A Sustained Focus on Wellness
In 2019, while undertaking her own wellness journey and adding more content to the curriculum, Dr. Elizabeth Buckley, professor of pharmacy practice, Concordia University Wisconsin School of Pharmacy, discovered that pharmacy schools had an overwhelming interest in well-being content. She worked with Dr. Eleanor Vogt, professor emerita, University of California San Francisco School of Pharmacy, to create the AACP Connect Community for Well-Being and Resiliency. More recently, Buckley initiated a survey of pharmacy schools in the U.S. and Canada that explored well-being content in terms of overall curricular inclusion, experiential learning and faculty development. The overall curricular survey included responses from 10 Canadian schools and 89 U.S. schools.
The survey data is being prepared for publication at this time. Preliminary results from the data collected from January through May 2021 indicate that schools and colleges of pharmacy are devoting more resources and personnel to improve focus toward well-being.

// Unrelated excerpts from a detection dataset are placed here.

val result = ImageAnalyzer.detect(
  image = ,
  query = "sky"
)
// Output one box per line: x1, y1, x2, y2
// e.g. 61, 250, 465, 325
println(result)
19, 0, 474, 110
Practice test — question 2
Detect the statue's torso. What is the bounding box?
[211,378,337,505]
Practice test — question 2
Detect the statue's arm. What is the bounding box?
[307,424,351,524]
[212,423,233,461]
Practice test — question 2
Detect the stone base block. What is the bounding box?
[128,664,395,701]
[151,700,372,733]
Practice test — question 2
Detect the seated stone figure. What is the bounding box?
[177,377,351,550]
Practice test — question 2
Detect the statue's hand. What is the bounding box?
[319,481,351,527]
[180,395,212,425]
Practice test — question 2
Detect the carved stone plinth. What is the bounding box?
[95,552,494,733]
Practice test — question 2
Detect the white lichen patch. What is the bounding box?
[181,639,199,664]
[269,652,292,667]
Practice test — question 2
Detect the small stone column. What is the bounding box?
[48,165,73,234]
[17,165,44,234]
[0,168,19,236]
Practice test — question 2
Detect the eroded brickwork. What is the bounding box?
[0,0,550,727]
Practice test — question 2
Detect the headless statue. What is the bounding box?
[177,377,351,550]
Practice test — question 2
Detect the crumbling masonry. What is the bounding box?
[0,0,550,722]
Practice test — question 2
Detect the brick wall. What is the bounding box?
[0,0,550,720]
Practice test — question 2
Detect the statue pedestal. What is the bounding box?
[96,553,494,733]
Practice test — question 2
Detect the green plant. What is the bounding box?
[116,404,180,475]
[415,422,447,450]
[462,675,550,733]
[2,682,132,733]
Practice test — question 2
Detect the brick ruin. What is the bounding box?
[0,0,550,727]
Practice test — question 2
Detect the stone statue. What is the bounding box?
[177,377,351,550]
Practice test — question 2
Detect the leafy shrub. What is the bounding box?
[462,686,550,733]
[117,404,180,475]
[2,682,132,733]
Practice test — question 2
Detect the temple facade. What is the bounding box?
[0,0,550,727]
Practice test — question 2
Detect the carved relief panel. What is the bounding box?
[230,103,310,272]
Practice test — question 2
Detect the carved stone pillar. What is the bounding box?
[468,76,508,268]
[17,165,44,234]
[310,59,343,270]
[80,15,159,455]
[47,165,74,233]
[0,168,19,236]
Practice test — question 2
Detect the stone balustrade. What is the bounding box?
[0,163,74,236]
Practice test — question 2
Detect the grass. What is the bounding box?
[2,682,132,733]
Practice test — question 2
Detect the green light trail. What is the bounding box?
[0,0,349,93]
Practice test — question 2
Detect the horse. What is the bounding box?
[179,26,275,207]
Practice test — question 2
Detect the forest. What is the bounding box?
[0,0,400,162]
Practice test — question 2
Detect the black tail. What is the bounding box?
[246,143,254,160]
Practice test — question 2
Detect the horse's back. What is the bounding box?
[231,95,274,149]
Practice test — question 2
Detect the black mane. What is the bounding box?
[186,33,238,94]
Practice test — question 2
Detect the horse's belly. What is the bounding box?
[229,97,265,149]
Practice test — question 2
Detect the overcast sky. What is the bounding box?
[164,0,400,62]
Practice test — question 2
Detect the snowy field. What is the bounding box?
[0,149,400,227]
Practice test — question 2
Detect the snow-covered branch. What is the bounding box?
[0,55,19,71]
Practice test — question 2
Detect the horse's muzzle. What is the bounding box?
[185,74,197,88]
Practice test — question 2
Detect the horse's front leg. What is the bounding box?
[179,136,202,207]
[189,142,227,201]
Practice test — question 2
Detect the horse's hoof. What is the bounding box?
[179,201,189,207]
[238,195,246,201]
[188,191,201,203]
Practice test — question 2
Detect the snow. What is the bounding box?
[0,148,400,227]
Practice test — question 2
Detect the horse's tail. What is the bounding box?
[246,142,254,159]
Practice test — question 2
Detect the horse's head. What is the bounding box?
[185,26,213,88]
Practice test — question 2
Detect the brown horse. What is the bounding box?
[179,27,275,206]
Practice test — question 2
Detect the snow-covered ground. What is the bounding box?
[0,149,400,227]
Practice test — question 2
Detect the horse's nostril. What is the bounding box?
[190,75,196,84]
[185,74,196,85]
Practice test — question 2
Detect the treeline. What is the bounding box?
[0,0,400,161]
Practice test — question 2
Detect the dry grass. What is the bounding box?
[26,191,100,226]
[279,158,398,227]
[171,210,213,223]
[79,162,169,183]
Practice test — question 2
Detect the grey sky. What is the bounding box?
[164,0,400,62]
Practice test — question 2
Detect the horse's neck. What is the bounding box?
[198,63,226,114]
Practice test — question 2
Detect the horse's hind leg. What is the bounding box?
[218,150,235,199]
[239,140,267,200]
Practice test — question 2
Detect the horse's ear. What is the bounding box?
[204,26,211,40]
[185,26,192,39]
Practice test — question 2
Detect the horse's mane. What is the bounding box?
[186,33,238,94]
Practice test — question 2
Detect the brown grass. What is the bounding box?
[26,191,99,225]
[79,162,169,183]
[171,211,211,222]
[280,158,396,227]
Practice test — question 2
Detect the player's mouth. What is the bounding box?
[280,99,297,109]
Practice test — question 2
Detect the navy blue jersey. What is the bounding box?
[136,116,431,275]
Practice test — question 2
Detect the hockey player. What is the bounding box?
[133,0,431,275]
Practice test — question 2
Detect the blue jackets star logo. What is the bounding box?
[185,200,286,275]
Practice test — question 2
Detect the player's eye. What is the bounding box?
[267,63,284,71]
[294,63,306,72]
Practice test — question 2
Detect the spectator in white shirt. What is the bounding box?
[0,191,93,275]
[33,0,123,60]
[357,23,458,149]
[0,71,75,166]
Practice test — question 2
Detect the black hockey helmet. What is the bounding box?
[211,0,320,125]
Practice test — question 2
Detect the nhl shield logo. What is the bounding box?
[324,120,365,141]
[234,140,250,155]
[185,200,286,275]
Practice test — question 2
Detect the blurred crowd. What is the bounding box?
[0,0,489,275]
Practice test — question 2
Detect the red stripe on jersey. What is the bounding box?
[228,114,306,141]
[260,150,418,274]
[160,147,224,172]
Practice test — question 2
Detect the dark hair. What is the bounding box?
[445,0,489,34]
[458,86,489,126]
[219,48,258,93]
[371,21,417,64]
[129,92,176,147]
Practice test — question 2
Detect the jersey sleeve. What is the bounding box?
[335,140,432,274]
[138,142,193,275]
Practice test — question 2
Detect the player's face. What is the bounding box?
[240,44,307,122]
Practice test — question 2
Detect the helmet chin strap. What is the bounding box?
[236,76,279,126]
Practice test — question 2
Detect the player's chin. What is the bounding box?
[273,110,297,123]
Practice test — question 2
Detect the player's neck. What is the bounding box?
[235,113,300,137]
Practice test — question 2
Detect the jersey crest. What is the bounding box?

However, less than half of respondent schools include well-being in the school of pharmacy’s strategic plan or have a dedicated person or group working on initiatives. “Overall, the majority of programs were covering topics within intellectual (self-awareness, mindfulness) and emotional (self-care, stress management) well-being,” she said. “Some schools were covering occupational wellness (resiliency, burnout prevention), but many other wellness topics are not being addressed, indicating that we have a ton of room to grow.”
More schools reported that well-being was covered by co-curricular offerings rather than through electives or required courses and the most robust offerings came from student organizations. “The intellectual and emotional pillars of wellness house a lot of the future of well-being and self-care,” she continued. “Things like coping and kindness give you the lifelong skills. The occupational pillars of wellness are also vital to learning lifelong skills so we are equipped to not burn out when we become pharmacists.”
Buckley noted that the University of North Carolina Eshelman School of Pharmacy stood out for having a task force, a committee and a director devoted to wellness, as well as robust curricular offerings. Dr. Suzanne Harris, an assistant professor and the school’s director of well-being and resilience, said that the senior leadership recognized the importance of making well-being a priority in the strategic plan for the entire school community. Leadership buy-in and involvement were critical, as was building the infrastructure to have a sustained program. Evidence of rising mental health concerns in college-aged students and a student’s suicide four years ago opened their eyes to the need to better support students, faculty and staff. Harris’s own work in psychiatric pharmacy already focused on mental health, including stigma and barriers to seeking help.
“Our interim dean at the time [in 2018] had interest in this and we had a task force for looking at well-being and resilience in pharmacy. It was all volunteers; we had over 70 people who wanted to learn more about what can be done,” Harris recalled. “One of the top recommendations by the task force was that a standing committee should be formed. We now have a well-being and resilience committee that includes faculty, staff, students and some of our hospital partners to leverage and integrate systemwide changes. Another recommendation was to create a position for a director to oversee the schoolwide efforts around well-being and resiliency. I’ve been in that position since June 2020 to move forward our initiatives.” One of those initiatives was a well-being website that launched in September 2020, which promotes wellness events and provides resources for students, faculty, staff and post-graduate trainees.